I have a very hierarchical structure to my notes, much like @maciejmatczak, and have also been interested in having some sort of "index files" per subdirectory to make the implicit connections between similar notes in a directory explicit on the graph. So, I whipped up a quick python script for myself that walks through the directory tree and builds an index file with the same name as it's containing directory, and it has links to contained pages and subdirs.

There's some basic filtering (excluding certain folders and excluding folders with a README.md already in them). Figured I'd share the script in case anyone wanted to modify it for their purposes.
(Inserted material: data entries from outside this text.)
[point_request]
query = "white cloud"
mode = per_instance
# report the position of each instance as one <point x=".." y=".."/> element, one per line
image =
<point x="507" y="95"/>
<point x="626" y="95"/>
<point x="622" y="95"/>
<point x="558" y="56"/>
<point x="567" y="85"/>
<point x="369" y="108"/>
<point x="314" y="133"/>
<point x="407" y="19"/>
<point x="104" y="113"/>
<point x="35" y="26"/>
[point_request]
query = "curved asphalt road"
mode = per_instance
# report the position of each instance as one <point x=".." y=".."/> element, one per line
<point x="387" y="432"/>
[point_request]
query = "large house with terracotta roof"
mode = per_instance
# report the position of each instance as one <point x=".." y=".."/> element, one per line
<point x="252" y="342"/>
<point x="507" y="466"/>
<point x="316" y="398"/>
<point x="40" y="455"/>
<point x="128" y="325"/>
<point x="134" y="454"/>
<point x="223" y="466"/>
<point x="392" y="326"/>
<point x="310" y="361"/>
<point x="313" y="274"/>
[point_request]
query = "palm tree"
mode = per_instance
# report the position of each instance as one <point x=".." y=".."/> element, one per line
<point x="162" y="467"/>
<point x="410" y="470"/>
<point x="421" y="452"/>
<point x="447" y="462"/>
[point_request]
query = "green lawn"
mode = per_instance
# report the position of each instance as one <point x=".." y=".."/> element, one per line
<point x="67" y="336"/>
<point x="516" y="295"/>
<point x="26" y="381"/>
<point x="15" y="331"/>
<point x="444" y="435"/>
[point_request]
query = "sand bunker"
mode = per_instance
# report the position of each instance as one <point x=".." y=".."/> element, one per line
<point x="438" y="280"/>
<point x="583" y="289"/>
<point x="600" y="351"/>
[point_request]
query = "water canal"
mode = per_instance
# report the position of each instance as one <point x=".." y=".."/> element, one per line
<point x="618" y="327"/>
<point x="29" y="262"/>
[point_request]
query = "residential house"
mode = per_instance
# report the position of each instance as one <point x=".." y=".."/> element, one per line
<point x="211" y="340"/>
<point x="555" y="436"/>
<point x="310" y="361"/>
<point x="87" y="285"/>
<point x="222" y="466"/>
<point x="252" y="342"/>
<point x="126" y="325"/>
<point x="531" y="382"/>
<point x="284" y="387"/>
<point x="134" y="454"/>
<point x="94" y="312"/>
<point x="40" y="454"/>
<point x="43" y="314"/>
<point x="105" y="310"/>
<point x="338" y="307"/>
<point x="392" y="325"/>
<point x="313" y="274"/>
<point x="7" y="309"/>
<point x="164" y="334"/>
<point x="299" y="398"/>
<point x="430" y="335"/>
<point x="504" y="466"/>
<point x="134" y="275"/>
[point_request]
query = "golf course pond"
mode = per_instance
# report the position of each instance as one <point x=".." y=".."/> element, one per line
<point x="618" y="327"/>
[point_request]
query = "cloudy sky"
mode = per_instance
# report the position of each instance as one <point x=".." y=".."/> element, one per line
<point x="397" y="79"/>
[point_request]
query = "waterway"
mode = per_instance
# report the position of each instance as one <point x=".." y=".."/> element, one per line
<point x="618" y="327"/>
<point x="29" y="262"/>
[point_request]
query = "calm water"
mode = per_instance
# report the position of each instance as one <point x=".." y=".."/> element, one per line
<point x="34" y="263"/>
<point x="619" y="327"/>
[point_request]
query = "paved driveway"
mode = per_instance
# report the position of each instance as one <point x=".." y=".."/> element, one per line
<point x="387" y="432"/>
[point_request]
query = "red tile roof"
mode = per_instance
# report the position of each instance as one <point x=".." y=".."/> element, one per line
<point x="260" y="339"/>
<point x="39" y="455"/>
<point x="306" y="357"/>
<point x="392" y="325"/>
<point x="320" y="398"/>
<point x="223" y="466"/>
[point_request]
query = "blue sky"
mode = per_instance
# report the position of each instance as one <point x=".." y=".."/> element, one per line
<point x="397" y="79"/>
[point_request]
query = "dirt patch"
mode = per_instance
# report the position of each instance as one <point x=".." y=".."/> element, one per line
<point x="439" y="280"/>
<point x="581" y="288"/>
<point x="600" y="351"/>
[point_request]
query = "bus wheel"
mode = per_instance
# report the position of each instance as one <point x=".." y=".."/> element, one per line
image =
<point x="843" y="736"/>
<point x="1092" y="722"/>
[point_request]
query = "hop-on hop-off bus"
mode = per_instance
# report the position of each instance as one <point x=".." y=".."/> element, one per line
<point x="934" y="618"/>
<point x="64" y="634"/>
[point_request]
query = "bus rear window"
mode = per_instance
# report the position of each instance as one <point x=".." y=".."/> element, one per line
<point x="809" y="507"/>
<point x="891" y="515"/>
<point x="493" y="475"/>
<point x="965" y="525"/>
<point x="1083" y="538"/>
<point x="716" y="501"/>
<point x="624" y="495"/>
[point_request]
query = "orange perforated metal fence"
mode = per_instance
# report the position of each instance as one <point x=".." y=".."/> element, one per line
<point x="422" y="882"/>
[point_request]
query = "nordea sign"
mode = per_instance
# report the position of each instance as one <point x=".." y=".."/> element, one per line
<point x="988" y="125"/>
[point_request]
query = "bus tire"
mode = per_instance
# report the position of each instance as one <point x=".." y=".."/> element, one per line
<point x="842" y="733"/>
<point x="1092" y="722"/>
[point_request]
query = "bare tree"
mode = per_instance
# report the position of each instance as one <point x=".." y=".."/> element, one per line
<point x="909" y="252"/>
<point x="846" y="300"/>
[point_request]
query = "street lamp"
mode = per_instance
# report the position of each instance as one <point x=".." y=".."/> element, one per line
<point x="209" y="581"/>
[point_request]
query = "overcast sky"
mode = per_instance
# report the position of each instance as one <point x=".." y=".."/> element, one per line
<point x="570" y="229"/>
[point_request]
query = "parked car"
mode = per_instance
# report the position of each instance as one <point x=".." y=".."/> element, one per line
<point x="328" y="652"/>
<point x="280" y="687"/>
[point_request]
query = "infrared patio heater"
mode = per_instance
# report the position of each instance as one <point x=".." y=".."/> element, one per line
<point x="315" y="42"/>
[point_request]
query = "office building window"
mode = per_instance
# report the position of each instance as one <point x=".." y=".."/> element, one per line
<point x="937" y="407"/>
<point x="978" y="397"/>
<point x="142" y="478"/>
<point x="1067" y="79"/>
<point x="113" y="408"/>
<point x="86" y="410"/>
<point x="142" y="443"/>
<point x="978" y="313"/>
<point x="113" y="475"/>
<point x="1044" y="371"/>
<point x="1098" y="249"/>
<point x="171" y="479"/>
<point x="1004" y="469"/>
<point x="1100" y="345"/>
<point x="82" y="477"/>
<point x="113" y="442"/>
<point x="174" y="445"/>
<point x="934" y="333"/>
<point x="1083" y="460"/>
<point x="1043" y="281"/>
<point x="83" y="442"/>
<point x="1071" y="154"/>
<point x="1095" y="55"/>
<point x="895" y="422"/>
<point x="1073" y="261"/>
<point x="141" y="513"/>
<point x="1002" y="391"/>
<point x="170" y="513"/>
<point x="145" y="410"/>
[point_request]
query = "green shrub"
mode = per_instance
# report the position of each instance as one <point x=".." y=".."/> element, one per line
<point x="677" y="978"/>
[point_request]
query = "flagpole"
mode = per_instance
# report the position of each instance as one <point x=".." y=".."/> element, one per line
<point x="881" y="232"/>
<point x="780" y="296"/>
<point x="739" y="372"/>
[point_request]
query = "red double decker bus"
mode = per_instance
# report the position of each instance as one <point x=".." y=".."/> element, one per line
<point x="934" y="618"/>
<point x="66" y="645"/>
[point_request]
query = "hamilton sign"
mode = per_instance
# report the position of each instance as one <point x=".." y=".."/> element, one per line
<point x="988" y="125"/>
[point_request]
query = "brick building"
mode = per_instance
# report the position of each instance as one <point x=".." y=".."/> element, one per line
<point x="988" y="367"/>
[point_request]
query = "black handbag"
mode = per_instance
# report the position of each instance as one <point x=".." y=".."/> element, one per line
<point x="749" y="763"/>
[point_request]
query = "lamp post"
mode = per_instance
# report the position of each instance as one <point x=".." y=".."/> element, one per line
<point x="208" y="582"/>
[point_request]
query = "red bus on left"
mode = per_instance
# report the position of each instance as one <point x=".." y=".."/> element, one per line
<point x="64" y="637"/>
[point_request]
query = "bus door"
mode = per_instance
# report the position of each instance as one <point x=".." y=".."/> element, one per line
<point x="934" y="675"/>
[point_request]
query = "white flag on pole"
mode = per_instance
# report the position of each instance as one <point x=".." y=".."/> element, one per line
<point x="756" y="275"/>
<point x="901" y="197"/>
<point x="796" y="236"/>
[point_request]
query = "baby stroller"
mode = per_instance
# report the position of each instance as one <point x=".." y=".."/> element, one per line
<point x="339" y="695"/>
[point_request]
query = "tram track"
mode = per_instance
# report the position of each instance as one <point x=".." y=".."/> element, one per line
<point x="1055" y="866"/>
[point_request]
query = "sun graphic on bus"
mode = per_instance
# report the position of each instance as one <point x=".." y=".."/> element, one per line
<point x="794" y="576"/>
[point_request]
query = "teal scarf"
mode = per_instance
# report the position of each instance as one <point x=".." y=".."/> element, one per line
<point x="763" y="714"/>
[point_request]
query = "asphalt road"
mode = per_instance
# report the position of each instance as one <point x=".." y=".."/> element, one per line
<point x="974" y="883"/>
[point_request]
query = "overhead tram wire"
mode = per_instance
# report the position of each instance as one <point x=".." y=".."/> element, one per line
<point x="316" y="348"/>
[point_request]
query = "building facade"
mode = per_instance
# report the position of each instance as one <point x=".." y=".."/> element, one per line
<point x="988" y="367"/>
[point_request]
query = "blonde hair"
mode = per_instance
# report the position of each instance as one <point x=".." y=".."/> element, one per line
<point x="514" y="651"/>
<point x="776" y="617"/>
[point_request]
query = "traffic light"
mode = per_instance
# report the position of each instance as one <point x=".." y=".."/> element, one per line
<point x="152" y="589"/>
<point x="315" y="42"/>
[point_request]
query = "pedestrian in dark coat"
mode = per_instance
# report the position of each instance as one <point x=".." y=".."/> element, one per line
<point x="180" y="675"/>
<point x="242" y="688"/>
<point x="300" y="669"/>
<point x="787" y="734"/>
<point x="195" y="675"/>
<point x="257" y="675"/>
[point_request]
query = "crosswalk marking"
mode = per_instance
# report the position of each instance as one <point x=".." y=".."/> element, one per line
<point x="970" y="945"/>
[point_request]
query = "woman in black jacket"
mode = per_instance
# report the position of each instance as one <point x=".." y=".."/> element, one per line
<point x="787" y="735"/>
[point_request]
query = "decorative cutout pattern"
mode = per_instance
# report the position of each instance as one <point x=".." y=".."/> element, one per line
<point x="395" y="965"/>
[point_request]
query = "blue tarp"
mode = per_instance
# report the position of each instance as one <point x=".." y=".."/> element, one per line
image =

As an example from my wiki, It ends up generating index files that look like this:

---
type: readme
---

# Dev Ops

Subdirectories:
- **[Devops-Days-Conference](./Devops-Days-Conference/devops-days-conference.md)**
- **[LinuxConf-2021](./LinuxConf-2021/linuxconf-2021.md)**

Pages in this directory:
- [cool-bash-scripts](cool-bash-scripts.md)
- [functional-programming](functional-programming.md)
- [gitops](gitops.md)
- [hashicorp-vault](hashicorp-vault.md)
- [hosting](hosting.md)
- [infrastructure-as-code](infrastructure-as-code.md)
- [pki_notes](pki_notes.md)

Here's the effect it had on the foam graph:

foam-indexes

The downside with this (as discussed earlier in this issue with the 'toc file' approach) is the maintainability aspect. I initially used gitlab CI to automatically run this script and let it overwrite existing files, which kept things up to date, but meant that if I ever wanted to write on the index page the changes would be lost.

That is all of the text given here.